Mom: All right, if you think of anything, text me.
Two hours later…
Mom: Wow, I’m exhausted. It was a madhouse at Target today.
Teenager: Have you left for Target yet? I really need lip balm…
Actual, real (possibly made up) thoughts about it:
Note: On the ball Catholics will find a glaring error in the post below: See if you can find it!
In my Advent booklet, Gathering in the Light, I reflect a lot on conversations I have with my teenage son, a young man who has spent the last several years of his life not caring a thing about the next several years of his life.
Of course, this is a teenager’s vocation. And it’s a parent’s vocation to deal with it, in whatever way works for our personal sanity. It hit home yesterday as I was editing our family’s Christmas card picture and I cut off my son’s left ear. Not literally of course, but his ear is definitely absent from the photo, something I didn’t work really hard to do, but something I didn’t work very hard to fix, either.

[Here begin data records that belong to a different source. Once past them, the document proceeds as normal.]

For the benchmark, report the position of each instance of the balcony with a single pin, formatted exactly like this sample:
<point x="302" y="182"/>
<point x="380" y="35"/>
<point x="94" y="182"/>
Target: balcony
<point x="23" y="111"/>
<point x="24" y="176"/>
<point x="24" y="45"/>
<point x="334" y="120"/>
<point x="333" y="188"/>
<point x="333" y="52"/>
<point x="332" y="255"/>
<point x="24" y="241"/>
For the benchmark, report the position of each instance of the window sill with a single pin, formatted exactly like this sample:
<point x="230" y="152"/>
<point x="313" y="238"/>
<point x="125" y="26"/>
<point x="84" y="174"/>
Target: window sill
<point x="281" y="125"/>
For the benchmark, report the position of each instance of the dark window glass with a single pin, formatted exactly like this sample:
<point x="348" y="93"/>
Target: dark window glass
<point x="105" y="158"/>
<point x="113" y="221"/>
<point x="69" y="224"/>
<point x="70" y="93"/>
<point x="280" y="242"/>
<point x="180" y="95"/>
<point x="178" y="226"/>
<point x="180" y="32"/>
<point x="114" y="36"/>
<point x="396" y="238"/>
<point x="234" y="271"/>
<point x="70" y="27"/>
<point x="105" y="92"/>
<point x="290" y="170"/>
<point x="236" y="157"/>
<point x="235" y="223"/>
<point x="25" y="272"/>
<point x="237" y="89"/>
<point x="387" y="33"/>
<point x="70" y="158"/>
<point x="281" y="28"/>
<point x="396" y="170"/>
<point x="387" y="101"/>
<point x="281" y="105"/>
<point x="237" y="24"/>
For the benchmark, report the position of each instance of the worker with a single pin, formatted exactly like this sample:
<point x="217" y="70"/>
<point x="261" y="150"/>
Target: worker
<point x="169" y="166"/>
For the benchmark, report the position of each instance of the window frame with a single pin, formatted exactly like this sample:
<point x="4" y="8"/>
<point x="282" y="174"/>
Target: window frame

That ear, and its accompanying earring, are not one of my son’s proudest features as far as I’m concerned. But they are part of a hard-fought battle I chose to let him win.
Some days it feels he’s winning both the battles and the war, but like most parents of teens, I’m trying to keep things in perspective. To be honest, when I look at my son, I don’t see the earring (and I hope you don’t, either). I hope you can see the young man who held the door open at Mass for an elderly woman after four people walked past her. I hope you see a guy who took time to patiently explain altar serving rules to a group of unruly kids a few evenings ago. I hope you see my son, who still needs to be reminded to turn in his homework, but who will unload the dishwasher without being asked.
Still, though, we have our days when I see him and his brother as those guys on Youtube who are forever putting things like cans of Axe deodorant in a microwave, just to see what will happen. And I see me as the can of Axe.
So today, on the feast of the Annunciation, I think of Mary’s parents. I think about the conversation they had with their teenage daughter who shared the news from the angel about the baby she was going to have. Did Joachim and Anne see a young girl who was pregnant outside of marriage? Or did they see Mary, full of grace, who readily and without hesitation was answering God’s call? Fiat. “May it be done unto me according to your word.” Today I pray for the vision to see my sons the way God sees them, and not just on the good days. I pray for patience, too. Lots and lots of patience.
(And maybe a can of Axe, too, because parenting teens is sweaty work.)